Whether it’s at a practice scrimmage or a casual kickaround, children playing with and against adults pick up all sorts of soccer skill and knowledge.
But, of course, there are risks when children play a sport with persons three times as big, and the adults must play without causing injuries or invading on the children’s playtime.
From my own experiences and a survey of several longtime youth coaches on the subject, here are some key points to consider when taking part in children’s soccer-playing:
* DON’T JUMP. Leaving your feet – whether to head the ball or lunge for a loose ball – means you're going to land, and coming down on a little one can hurt them.
* BE CAREFUL WITH HIGH BALLS. It’s tempting to chip the ball across the field to an open player, but when you’re on the field with a 4-foot-5 players, a mis-hit can strike a face. Obviously, an adult playing with little kids shouldn’t be blasting the ball at full force.
* USE A ‘SOFTER’ BALL. With young children, play with a ball that is slightly less than fully inflated. This will reduce pain if an adult’s shot does smack a kid.
* CONSIDER YOUR SKILL LEVEL. Adults who aren’t experienced players must be especially careful when playing with children. It’s very easy to kick a foot instead of the ball if you’re not a skilled player. Besides, if you’re not a good player, there’s not much the children will learn from you.
But the inexperienced adult can learn the game with the kids by playing pass-back or juggling together. If adult soccer-novices play in games, they should avoid one-on-one battles or getting into the middle of the action.
* DEFEND JUST A LITTLE. If a youngster is trying to dribble past you, create one obstacle. Preventing them from dribbling to the left of you, for example, and if they try to beat you to the right, let them go past you. Against more mature players, it’s OK to make the challenge more difficult. A kid who easily dribbles past all his peers needs the challenge. But you’re not out there to win anything.
* DON’T BE A ‘GOALKEEPER.’ For some reason, adults in pickup games often park themselves in front of the goal. That serves no purpose but to frustrate the children.
* BE A TEAMMATE. Don’t micromanage the play and positioning of young children. Speak to the players as a teammate would, not a coach. With older children during a practice session, playing along does provide a good opportunity to make quick concise comments.
* PASS, PASS, PASS. One of the biggest benefits of playing along with young children is that the adult can deliver passes to the players who haven’t seen much of the ball and get them involved in the play.

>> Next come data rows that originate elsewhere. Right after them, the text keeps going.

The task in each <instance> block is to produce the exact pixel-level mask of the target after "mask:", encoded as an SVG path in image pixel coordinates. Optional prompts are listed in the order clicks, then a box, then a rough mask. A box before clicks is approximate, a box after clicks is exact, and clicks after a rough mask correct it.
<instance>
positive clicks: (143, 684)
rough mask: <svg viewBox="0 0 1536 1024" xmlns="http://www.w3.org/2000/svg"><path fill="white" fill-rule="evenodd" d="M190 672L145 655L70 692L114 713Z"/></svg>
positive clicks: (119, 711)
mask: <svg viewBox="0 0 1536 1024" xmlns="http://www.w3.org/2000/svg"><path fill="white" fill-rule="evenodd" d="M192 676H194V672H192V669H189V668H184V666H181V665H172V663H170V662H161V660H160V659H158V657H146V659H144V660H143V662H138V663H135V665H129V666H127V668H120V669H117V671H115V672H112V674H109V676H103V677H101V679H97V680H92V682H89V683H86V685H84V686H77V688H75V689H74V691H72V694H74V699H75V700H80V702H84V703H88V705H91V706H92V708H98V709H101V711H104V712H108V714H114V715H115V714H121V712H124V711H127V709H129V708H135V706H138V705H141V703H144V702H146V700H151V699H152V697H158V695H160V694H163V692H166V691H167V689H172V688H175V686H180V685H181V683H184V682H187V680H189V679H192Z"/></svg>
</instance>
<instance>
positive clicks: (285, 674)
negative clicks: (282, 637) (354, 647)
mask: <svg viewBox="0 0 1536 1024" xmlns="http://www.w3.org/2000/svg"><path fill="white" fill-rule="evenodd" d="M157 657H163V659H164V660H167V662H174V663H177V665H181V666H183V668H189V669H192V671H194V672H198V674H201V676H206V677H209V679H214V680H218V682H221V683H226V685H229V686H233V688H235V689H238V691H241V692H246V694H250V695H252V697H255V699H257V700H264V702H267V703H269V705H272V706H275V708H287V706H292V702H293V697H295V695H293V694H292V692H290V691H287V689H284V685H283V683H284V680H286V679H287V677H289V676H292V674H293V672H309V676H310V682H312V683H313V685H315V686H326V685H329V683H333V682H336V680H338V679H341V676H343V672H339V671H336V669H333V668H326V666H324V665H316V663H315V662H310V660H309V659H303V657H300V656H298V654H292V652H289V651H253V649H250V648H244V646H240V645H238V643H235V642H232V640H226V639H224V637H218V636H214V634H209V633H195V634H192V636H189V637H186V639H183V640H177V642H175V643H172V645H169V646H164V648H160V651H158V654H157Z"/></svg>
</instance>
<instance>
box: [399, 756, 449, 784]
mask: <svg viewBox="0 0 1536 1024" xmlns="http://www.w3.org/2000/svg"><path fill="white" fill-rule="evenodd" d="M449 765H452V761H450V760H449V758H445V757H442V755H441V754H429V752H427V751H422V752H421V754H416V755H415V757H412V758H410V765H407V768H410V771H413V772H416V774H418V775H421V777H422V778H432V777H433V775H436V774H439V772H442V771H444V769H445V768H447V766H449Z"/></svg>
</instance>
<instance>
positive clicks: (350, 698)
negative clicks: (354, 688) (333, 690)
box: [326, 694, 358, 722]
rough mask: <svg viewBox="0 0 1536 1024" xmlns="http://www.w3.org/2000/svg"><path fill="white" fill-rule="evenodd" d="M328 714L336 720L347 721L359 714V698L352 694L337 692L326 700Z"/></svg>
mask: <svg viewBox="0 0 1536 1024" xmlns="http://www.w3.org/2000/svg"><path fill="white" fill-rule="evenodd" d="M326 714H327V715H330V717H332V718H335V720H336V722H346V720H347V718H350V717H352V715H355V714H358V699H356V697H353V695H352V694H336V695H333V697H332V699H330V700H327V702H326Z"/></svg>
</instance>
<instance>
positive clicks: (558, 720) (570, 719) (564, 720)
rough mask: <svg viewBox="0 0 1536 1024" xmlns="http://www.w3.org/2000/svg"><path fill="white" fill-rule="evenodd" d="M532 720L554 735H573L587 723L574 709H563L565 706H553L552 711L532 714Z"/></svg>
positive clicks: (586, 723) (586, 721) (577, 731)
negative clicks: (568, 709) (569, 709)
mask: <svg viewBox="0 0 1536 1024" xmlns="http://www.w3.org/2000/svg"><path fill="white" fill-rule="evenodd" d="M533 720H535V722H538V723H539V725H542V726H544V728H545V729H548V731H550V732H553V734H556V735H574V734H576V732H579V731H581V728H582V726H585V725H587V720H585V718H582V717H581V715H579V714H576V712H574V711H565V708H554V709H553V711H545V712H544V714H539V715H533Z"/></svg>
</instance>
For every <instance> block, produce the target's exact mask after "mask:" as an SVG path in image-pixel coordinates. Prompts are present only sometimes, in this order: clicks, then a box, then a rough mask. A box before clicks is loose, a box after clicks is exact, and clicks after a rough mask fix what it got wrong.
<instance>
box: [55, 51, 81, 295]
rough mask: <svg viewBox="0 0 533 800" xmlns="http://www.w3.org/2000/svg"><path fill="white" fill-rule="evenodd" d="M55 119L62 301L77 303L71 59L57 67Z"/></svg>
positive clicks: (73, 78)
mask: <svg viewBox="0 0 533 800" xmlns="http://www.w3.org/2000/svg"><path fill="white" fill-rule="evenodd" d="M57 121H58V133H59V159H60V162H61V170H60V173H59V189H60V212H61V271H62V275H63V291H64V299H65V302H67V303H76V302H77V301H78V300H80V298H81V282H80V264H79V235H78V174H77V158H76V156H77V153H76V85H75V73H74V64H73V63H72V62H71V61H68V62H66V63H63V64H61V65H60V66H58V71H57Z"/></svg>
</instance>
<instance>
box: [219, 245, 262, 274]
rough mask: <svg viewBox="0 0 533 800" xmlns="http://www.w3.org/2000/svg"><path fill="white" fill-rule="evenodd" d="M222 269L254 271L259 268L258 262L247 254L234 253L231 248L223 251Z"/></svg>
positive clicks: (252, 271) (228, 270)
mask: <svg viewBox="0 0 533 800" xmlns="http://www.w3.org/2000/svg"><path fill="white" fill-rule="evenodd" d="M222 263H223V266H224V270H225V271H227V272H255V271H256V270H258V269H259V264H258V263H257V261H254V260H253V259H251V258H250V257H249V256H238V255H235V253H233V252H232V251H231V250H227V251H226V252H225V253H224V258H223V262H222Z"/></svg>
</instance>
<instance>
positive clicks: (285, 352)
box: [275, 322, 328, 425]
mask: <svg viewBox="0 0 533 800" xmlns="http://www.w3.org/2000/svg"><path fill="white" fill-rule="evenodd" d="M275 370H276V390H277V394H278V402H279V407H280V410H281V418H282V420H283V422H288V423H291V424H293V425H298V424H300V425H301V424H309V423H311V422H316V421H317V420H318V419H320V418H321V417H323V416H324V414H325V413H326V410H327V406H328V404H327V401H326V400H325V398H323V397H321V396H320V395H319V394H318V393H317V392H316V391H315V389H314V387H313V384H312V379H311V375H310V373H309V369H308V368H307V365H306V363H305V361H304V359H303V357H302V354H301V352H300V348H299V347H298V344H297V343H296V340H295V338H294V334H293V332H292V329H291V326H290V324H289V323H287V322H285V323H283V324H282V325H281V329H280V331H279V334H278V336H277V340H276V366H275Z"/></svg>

Young children simply don’t comprehend a passing game. They aren’t inclined to sharing the ball and they shouldn’t be forced to while they’re exploring the game in their introductory stages.
When coaches play along with their teams at practice, they can constantly demonstrate passing. And when coaches pass the ball back to the player they got it from, they send the message that sharing pays off.
* BE A NEUTRAL PLAYER. A great option for a coach, or an older player invited to take part in practice, is to play a neutral role in games. The neutral player doesn't defend or score, but provides a passing option and helps his or her team keep possession.
* DON’T BE THE STAR. It’s OK to show off a flashy move now and then, because the kids learn by seeing good skills, but they’re the ones who should be scoring the goals and preventing them.
* ADJUST TO THE AGE. As always, appreciate the stage of development the children are in. The younger and smaller they are, the more cautious the adult must be, while adults can play a more active role in a game with older, bigger players.
(Mike Woitalla, the executive editor of Soccer America, coaches youth soccer for Rockridge SC in Oakland, Calif. His youth soccer articles are archived at YouthSoccerFun.com.)